The codes I use were tested under Julia 1.7.2 and BenchmarkTools.jl 1.3.1.

How to check if some value is mutable?

If you have some value you can check if it is mutable using the ismutable function. Let us check it on some example:

julia> x = big(1)
1

julia> typeof(x)
BigInt

julia> ismutable(x)
true

As you can see the value having BigInt type is mutable. This means that it can be changed in-place. Therefore, you now know that you must be careful when passing BigInt values to functions as you cannot assume that such functions will not change the passed value.

Let us check that this is indeed the case:

julia> x
1

julia> Base.GMP.flipsign!(x, -1)
-1

julia> x
-1

In this case the Base.GMP.flipsign! function mutated the value bound to the x variable name.

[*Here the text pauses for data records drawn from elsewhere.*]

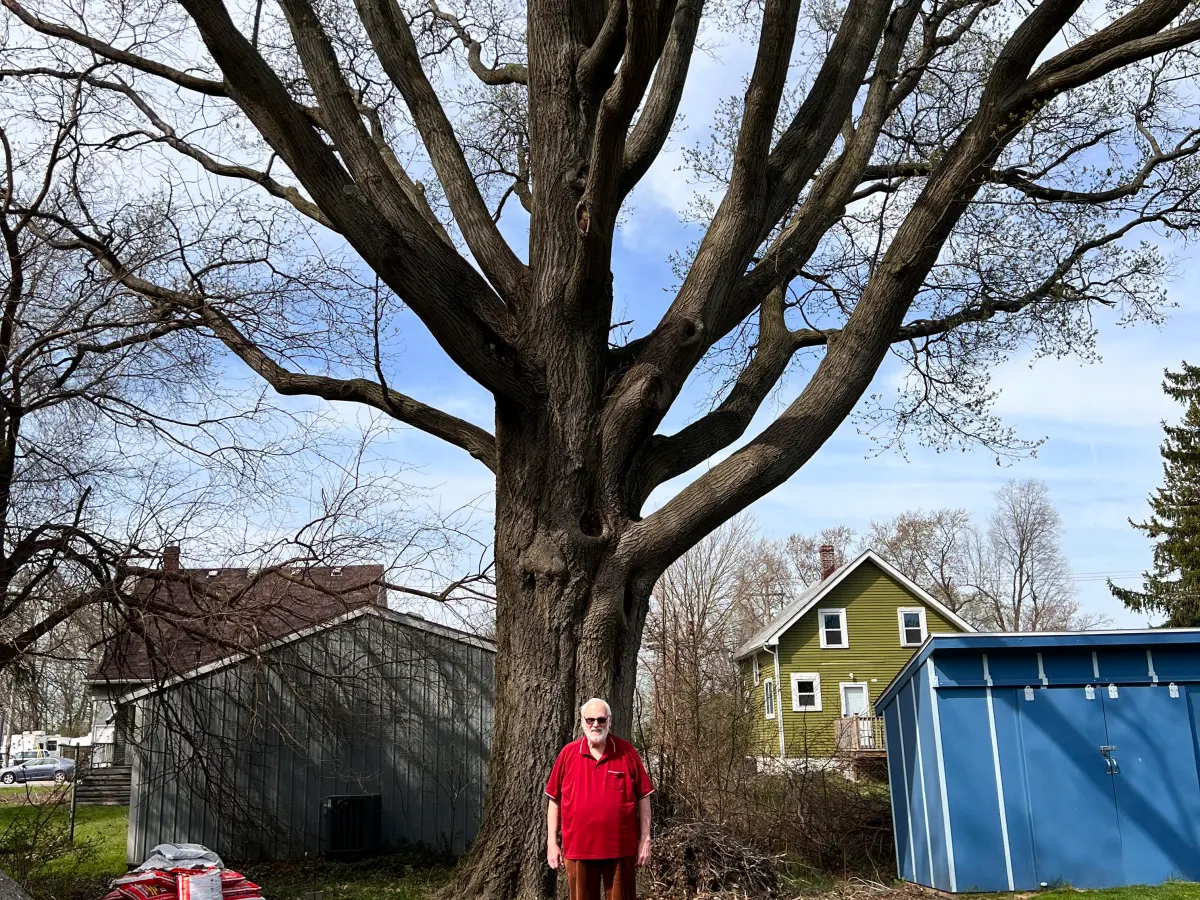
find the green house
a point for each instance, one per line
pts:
(815, 670)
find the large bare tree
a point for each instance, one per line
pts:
(947, 181)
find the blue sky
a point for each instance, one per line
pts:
(1101, 421)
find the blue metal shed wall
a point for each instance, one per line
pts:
(923, 850)
(240, 759)
(958, 773)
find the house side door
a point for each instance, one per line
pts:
(1077, 837)
(1157, 789)
(856, 702)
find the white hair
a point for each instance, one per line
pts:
(598, 700)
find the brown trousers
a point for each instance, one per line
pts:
(619, 876)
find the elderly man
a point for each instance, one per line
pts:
(600, 795)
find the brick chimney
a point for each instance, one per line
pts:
(828, 561)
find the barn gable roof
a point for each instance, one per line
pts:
(192, 617)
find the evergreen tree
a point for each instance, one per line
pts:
(1173, 587)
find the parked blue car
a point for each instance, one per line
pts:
(47, 768)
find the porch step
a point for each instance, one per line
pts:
(109, 786)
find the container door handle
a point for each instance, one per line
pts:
(1110, 761)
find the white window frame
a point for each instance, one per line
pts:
(841, 695)
(845, 629)
(797, 677)
(924, 627)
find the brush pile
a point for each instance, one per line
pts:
(702, 861)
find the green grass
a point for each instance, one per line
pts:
(408, 875)
(400, 876)
(100, 829)
(1171, 891)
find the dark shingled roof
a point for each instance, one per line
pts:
(198, 616)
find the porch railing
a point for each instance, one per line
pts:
(861, 733)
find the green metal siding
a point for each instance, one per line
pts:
(871, 600)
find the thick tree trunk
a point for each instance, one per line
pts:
(569, 622)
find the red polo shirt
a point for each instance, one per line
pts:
(598, 798)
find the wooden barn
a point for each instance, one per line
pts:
(295, 715)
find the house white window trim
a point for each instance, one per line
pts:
(924, 625)
(797, 677)
(821, 629)
(841, 695)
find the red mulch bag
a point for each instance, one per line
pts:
(147, 892)
(199, 886)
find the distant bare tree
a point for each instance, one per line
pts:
(931, 549)
(695, 715)
(1017, 569)
(766, 583)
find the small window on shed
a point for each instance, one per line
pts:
(912, 625)
(833, 629)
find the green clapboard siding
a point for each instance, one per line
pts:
(871, 599)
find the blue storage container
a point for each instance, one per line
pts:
(1023, 761)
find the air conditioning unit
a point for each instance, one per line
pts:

Is mutability of BigInt useful?

You might ask why BigInt values are made mutable. This is a bit surprising as other standard numeric types like Int64, Bool, or Float64 are immutable. The reason is that in certain cases it allows to perform operations on BigInt values in a faster way. Here is an example of computing a sum of elements of an array storing BigInt values:

julia> using BenchmarkTools

julia> v = collect(big(1):big(1_000_000));

julia> function sum1(v::AbstractArray{BigInt})
           s = big(0)
           for x in v
               s += x
           end
           return s
       end
sum1 (generic function with 1 method)

julia> function sum2(v::AbstractArray{BigInt})
           s = big(0)
           for x in v
               Base.GMP.MPZ.add!(s, x)
           end
           return s
       end
sum2 (generic function with 1 method)

julia> @btime sum1($v)
  97.111 ms (2000002 allocations: 45.78 MiB)
500000500000

julia> @btime sum2($v)
  27.560 ms (3 allocations: 48 bytes)
500000500000

julia> @btime sum($v)
  27.557 ms (3 allocations: 48 bytes)
500000500000

The difference between sum1 and sum2 is that the former uses + to make addition and the later uses Base.GMP.MPZ.add!, which updates its first argument in-place. As you can see sum2 allocates much less memory and is faster. Additionally I have shown you that sum has essentially the same performance. This suggests that sum has a special method for performing summation of BigInt values. Indeed this is the case, the implementation of this method can be found in base/gmp.jl file and is as follows:

sum(arr::Union{AbstractArray{BigInt}, Tuple{BigInt, Vararg{BigInt}}}) =
    foldl(MPZ.add!, arr; init=BigInt(0))

We can see that it uses an in-place add! function.

Note that both in sum2 and sum functions it was crucial to use a new BigInt value as an accumulator. The point is that since add! mutates it in-place we must not use any value stored in the source array for this purpose.

Conclusions

I hope that you will find the presented example useful. As a final comment let me highlight one convention.

In our codes the add! function has a ! suffix. This is a convention that signals that it might mutate its arguments. This is indeed what happens both in sum2 and sum functions to the accumulator value. However, sum2 and sum functions do not need a ! in their names as in their implementation the passed array is not mutated (only accumulator value that is created inside these functions is mutated).